You come in with your mopey ass vibes and then wonder why no one thinks your sexy???? You started the interaction off with "hi, i'm pathetic and sad". Of course that is a vibe killer for almost everyone! Also, you didn't ask for sex! You said that you haven't had sex in a while, which implies that you either don't want to have sex or you don't know how to ask for what you want, both boner-killers.
We give explicit instructions during opening circle to ask for one specific thing you want and these dummies never do. They just say what they don't have and then are surprised that it hasn't changed by the end of the night. And I always model it by going first.
(read more for those who don't want to know what gets me off lol)

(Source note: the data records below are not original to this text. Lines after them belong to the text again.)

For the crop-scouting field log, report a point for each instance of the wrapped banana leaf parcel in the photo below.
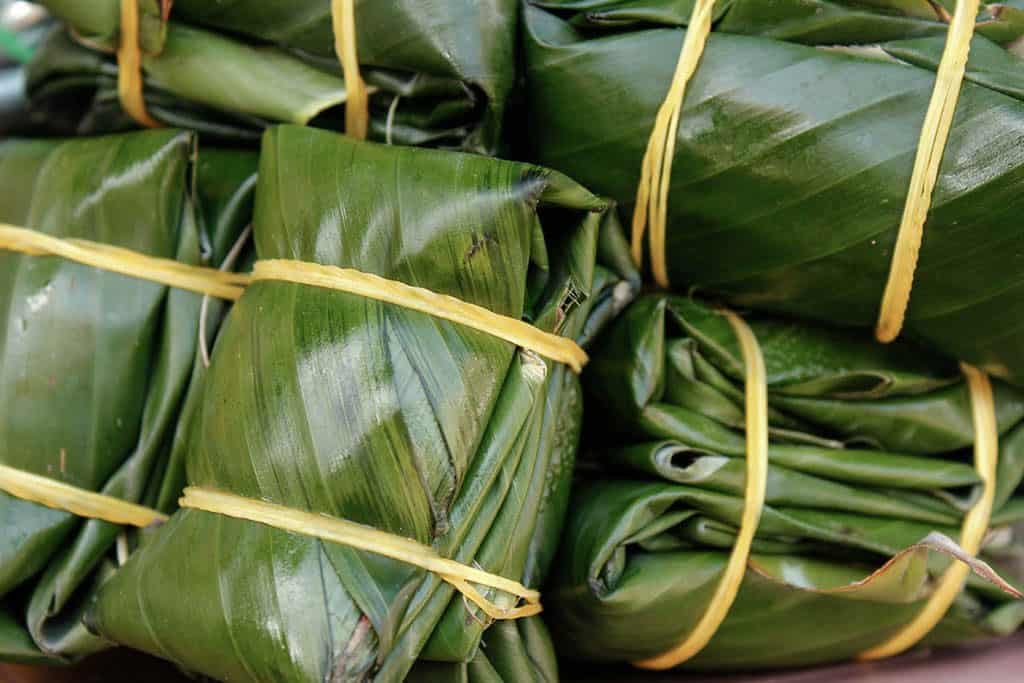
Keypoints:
(868, 474)
(436, 75)
(790, 144)
(95, 366)
(378, 465)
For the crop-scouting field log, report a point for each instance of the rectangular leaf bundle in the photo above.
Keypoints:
(342, 406)
(795, 150)
(94, 367)
(869, 454)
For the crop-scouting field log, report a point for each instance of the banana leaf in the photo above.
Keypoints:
(329, 402)
(793, 160)
(440, 74)
(19, 35)
(869, 453)
(94, 367)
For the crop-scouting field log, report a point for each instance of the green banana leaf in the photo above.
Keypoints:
(330, 402)
(94, 367)
(870, 453)
(19, 36)
(440, 74)
(793, 161)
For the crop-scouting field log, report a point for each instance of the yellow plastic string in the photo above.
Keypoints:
(116, 259)
(356, 99)
(655, 173)
(754, 500)
(371, 540)
(986, 453)
(82, 503)
(551, 346)
(226, 285)
(130, 67)
(934, 135)
(44, 491)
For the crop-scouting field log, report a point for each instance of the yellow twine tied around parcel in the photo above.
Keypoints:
(754, 500)
(356, 97)
(367, 285)
(216, 283)
(360, 537)
(986, 451)
(226, 285)
(934, 135)
(80, 502)
(130, 67)
(655, 173)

"Hey, I'm Nakki, they/them pronouns. I'm a pain slut and always open for pain play with new people. Tonight I would like to be fisted." And guess what, I got fisted by 3 different people, and caned/whipped by 4 others. Super fucking easy.

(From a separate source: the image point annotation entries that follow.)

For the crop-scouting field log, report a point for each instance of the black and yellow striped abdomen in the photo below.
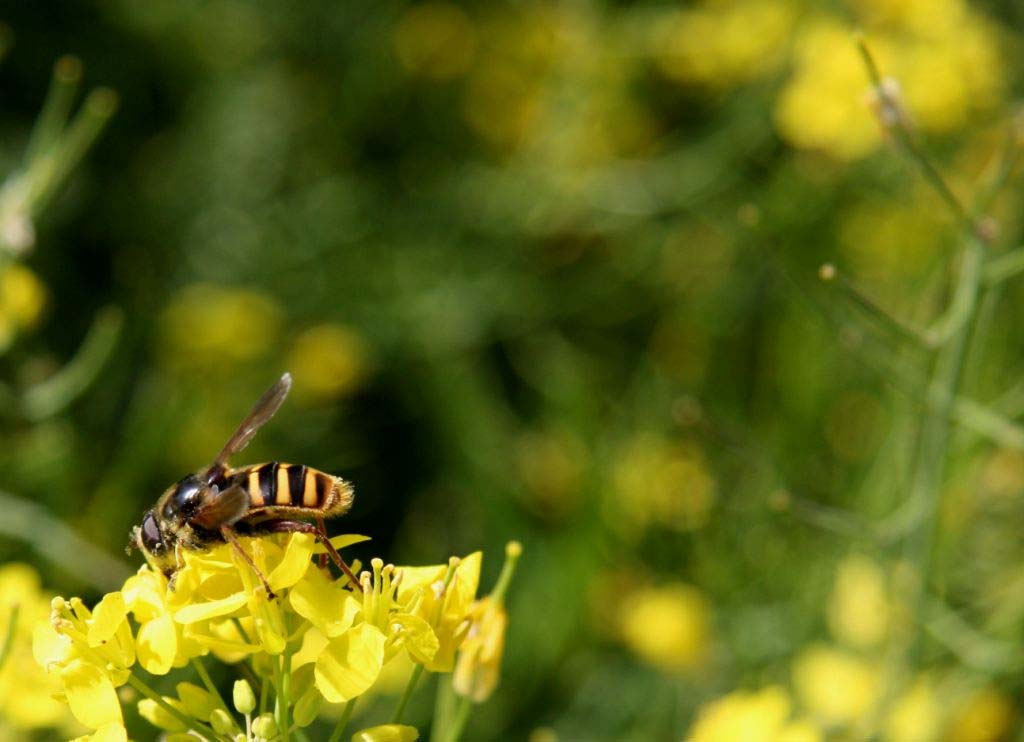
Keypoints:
(292, 489)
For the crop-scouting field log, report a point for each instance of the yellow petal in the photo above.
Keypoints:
(341, 541)
(197, 701)
(350, 663)
(210, 609)
(160, 716)
(90, 695)
(329, 608)
(417, 636)
(387, 733)
(269, 623)
(107, 733)
(295, 562)
(107, 618)
(48, 647)
(158, 645)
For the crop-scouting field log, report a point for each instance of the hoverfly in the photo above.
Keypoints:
(219, 502)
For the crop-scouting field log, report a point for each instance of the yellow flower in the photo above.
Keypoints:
(26, 691)
(656, 481)
(331, 641)
(478, 666)
(204, 320)
(435, 40)
(423, 591)
(985, 716)
(752, 716)
(713, 43)
(668, 626)
(858, 609)
(329, 361)
(915, 714)
(835, 686)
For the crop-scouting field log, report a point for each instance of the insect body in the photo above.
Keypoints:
(213, 505)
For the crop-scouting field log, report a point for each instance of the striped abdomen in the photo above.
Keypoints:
(273, 487)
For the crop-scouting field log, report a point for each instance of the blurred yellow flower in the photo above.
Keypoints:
(858, 609)
(656, 481)
(435, 39)
(716, 43)
(944, 55)
(752, 716)
(835, 686)
(885, 239)
(668, 626)
(985, 716)
(211, 326)
(916, 714)
(328, 361)
(23, 298)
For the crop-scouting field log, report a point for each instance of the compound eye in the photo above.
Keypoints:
(153, 539)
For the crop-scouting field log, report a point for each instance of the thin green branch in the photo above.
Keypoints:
(53, 117)
(192, 724)
(62, 546)
(414, 678)
(53, 395)
(905, 330)
(346, 715)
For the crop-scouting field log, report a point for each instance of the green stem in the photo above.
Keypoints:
(461, 717)
(208, 682)
(339, 728)
(54, 394)
(8, 640)
(410, 687)
(197, 727)
(56, 107)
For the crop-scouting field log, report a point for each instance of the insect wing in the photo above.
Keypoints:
(261, 412)
(220, 508)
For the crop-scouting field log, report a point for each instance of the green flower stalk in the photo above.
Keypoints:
(318, 642)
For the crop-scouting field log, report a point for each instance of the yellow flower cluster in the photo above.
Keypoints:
(944, 55)
(318, 640)
(26, 692)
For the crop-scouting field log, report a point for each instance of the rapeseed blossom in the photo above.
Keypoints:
(318, 640)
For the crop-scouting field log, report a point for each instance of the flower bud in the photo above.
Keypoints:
(264, 726)
(307, 707)
(198, 701)
(387, 733)
(243, 697)
(222, 723)
(159, 716)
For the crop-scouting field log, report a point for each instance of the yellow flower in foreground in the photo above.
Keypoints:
(752, 716)
(478, 666)
(668, 626)
(328, 638)
(835, 686)
(26, 691)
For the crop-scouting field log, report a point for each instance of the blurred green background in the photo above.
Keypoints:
(548, 271)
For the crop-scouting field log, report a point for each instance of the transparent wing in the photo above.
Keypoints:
(221, 508)
(261, 412)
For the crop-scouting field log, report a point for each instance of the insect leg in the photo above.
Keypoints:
(321, 532)
(229, 536)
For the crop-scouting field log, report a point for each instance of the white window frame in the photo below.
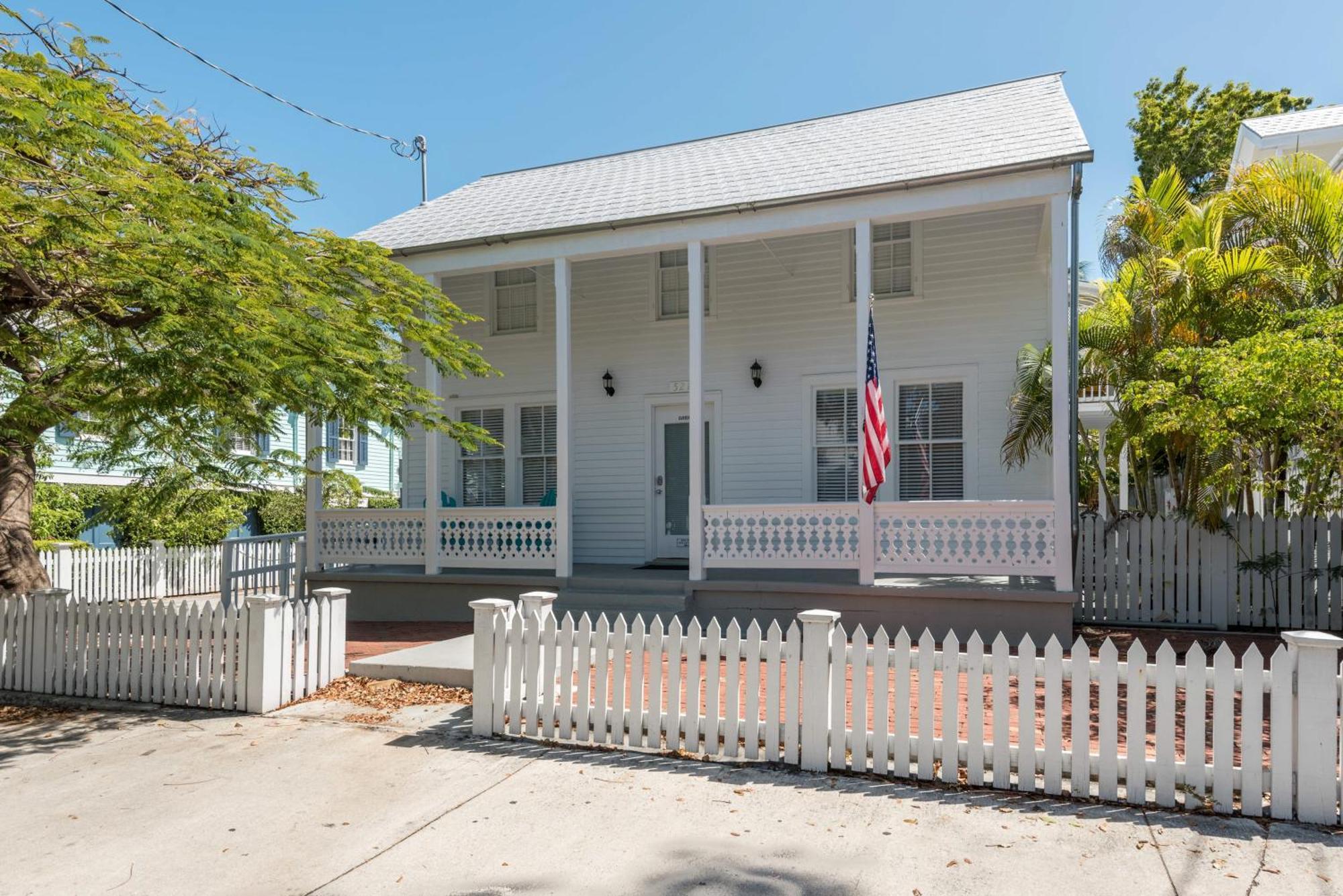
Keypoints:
(342, 439)
(816, 384)
(464, 458)
(522, 458)
(492, 301)
(656, 285)
(915, 263)
(968, 377)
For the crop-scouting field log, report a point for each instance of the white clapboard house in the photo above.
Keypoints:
(683, 362)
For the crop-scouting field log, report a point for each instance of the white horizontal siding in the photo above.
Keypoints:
(785, 305)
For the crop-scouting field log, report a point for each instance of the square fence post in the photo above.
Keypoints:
(334, 664)
(1315, 718)
(65, 576)
(541, 604)
(158, 569)
(265, 632)
(817, 630)
(491, 612)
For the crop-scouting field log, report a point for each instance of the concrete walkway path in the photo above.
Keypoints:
(304, 803)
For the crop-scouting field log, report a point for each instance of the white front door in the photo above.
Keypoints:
(672, 479)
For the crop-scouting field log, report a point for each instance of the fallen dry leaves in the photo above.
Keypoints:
(387, 694)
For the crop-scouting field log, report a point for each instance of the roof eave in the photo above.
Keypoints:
(997, 170)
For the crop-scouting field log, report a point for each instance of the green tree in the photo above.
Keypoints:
(156, 299)
(1192, 128)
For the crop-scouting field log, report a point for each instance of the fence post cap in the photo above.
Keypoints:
(1313, 640)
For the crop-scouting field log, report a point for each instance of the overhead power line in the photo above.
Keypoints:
(414, 149)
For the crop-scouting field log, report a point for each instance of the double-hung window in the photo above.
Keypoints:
(514, 301)
(483, 468)
(836, 413)
(674, 283)
(895, 259)
(538, 451)
(346, 443)
(931, 442)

Thankful one of my cohost is a older cis white man and he has infinite patience for talking these dudes through how to behave like a normal human being at a sex party. So if they reach out to me I give them a quick read of their intro and why it didn't encourage me to ask them to play, and then pass them over to my cohost to have the manly heart to heart about actually listening to what people are saying and asking for what you want.
And over time some of them do get better at interacting and participating. I had one older divorcee guy who was beyond awkward at 4 or 5 parties last year and then showed up a couple weeks ago at one and just said his name and pronouns at opening circle (which impressed me, because normal he mentions he was divorced, and had misgendered me a couple times before) and came up to me immediately afterwards and said, "I've been learning electroplay because you mentioned it last year. I've been practicing it on myself and others and I'm really good at it now. Can I hurt you sometime tonight?" Apparently I got so wet so fast that my top (who had her hand between my legs) started cackling uncontrollably.
Anyways, that guy now has my full consent to choke me on his cock while he electrocutes the shit out of me whenever he wants. And he also has a bunch of regular play partners out of the group because people saw me losing my mind and wanted to take him for a spin as well.
Bring your sexy vibes and you will get sexy back. Bring your sad vibes and you will get sad vibes back. It is so easy. Stop making sex awkward.